Pentair, Tyco Flow Control Unit to Merge Into $7.7B Co.

Tyco International shareholders will own 52.5 percent of the merged entity, and Pentair shareholders will own 47.5 percent; Wall Street responded favorably to the news, sending shares for both companies to a 52-week high on Wednesday.

Pentair, Inc., will merge with the flow control division of Switzerland-based Tyco International, Ltd.-thus creating a $7.7 billion company, Pentair and Tyco announced Wednesday.

The deal, which comes at a time when Tyco is breaking itself into three parts, values Tyco's flow control unit at about $4.9 billion and includes the assumption of $275 million of Tyco debt and $94 million of minority interest.

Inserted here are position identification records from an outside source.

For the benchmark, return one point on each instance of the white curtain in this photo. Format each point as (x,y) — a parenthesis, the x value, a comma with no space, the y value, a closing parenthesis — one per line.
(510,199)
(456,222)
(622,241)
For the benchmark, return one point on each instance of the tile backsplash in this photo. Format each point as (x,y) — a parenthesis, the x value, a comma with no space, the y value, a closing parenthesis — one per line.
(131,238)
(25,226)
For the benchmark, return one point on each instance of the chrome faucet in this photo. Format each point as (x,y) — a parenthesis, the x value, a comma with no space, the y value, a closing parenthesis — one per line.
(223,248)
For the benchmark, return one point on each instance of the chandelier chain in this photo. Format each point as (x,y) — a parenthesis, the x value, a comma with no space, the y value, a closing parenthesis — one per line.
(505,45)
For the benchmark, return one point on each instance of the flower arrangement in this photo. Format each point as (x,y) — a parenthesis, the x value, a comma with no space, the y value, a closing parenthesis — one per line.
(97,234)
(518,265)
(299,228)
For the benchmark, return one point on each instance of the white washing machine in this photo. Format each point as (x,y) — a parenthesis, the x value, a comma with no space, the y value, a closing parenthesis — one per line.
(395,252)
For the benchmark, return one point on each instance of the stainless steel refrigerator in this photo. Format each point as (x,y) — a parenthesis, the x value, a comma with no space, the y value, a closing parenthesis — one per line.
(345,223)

Tyco shareholders will own 52.5 percent of the merged entity, and Pentair shareholders will own 47.5 percent. The deal is expected to close by the end of September.

Wall Street responded favorably to news of the merger. Shares for both companies hit a 52-week high on Wednesday. Pentair's shares closed up 15 percent at $46.32, and the company was the biggest gainer among all companies traded on the New York Stock Exchange on Wednesday.

The combined company will be incorporated in Switzerland, but its main U.S. office will be in Golden Valley-where Pentair is now based. It will employ roughly 30,000 employees worldwide-about half of whom will come from Pentair.

Pentair Chairman and CEO Randall Hogan will serve as chairman and CEO of the merged company, and the Pentair executive team will become the senior executive team of the merged organization. The board of directors will include Pentair's current board members, along with two new directors designated by Tyco.

Tyco's flow control unit designs, sells, and services valves and controls for energy markets, general process industries, and mining and water markets. It also designs, installs, and services heat management systems for the energy and general process industries, and for water transmission pipelines and other water and wastewater products.

The merger is expected to add 40 cents per share to Pentair's adjusted earnings in 2013. It will also result in a one-time charge of about $230 million over the next year or two. But the companies said they expect to achieve annual synergies of $250 million by 2015, and earnings per share for the combined company are anticipated to exceed $5 by then.

“We believe that by combining with Tyco Flow, we can unlock substantial synergies, meaningfully increase our global presence, and better serve our customers with a broader offering and expanded capabilities,” Hogan said in a statement. “The new Pentair will be well positioned to benefit from the increased demands on energy, water, infrastructure, and industrial process resulting from the growing population and wealth of developing economies.”

Hogan told the Star Tribune that his team approached Tyco toward the end of last year about the possibility of a merger and said the deal “fits strategically to a T.”

“It really extends us to be a leader in the energy and industrial space for both water and fluids,” Hogan told the Minneapolis newspaper. “These are going to be big drivers as 4 billion people in the world demand a better quality of life.”

Citing Pentair and Tyco, the Star Tribune reported that being domiciled in Switzerland will give the merged company tax advantages: The new Pentair's estimated annualized tax rate globally will reportedly fall to 24 to 26 percent from the 29 percent Pentair is now paying.

Pentair is among Minnesota's 20-largest public companies based on revenue, which totaled $3.5 billion in 2011. Pentair's water group provides products and systems used worldwide in the movement, treatment, storage, and enjoyment of water. Its technical products group designs and manufactures thermal management products and standard, modified, and custom enclosures that protect sensitive electronics.